Major CfA milestones under Charles' tenure include capturing the first image of a black hole in 2019; building and launching the Solar Probe Cup, a solar wind-measuring instrument currently onboard NASA's Parker Solar Probe; and booking TEMPO, an air pollution monitoring instrument, a forthcoming ride to space.
Lisa Kewley
Lisa Kewley was appointed director of the Center for Astrophysics on July 1, 2022.
Lisa is an established world leader in the theoretical modeling and observation of star-forming and active galaxies. Her seminal contributions include understanding the gas physics in star-forming galaxies, understanding galaxies containing actively accreting supermassive black holes, and tracing the star-formation and oxygen history of galaxies over the past 12 billion years. Lisa’s most recent research combines stellar evolution and photoionization models with 3D integral field spectroscopy to understand the physical processes that transform galaxies.
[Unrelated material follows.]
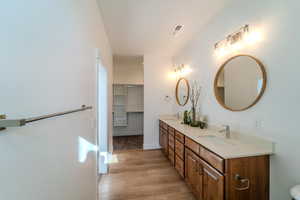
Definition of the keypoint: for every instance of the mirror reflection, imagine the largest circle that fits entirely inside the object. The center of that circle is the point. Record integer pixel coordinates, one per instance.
(182, 91)
(240, 83)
Her research has been recognized worldwide. Among her many accolades, she is a recipient of the 2006 American Astronomical Society Annie Jump Cannon Award and the 2008 American Astronomical Society Newton Lacy Pierce Prize. She received the National Science Foundation’s most prestigious awards in support of junior faculty, the NSF Early CAREER Award (2008). She was named one of Astronomy Magazine's top 10 rising stars of Astronomy in 2009.
In 2014, Lisa was named one of the Australian Financial Review and Westpac 100 Women of Influence for innovation in her ambitious research program on the star formation and chemical history of the universe.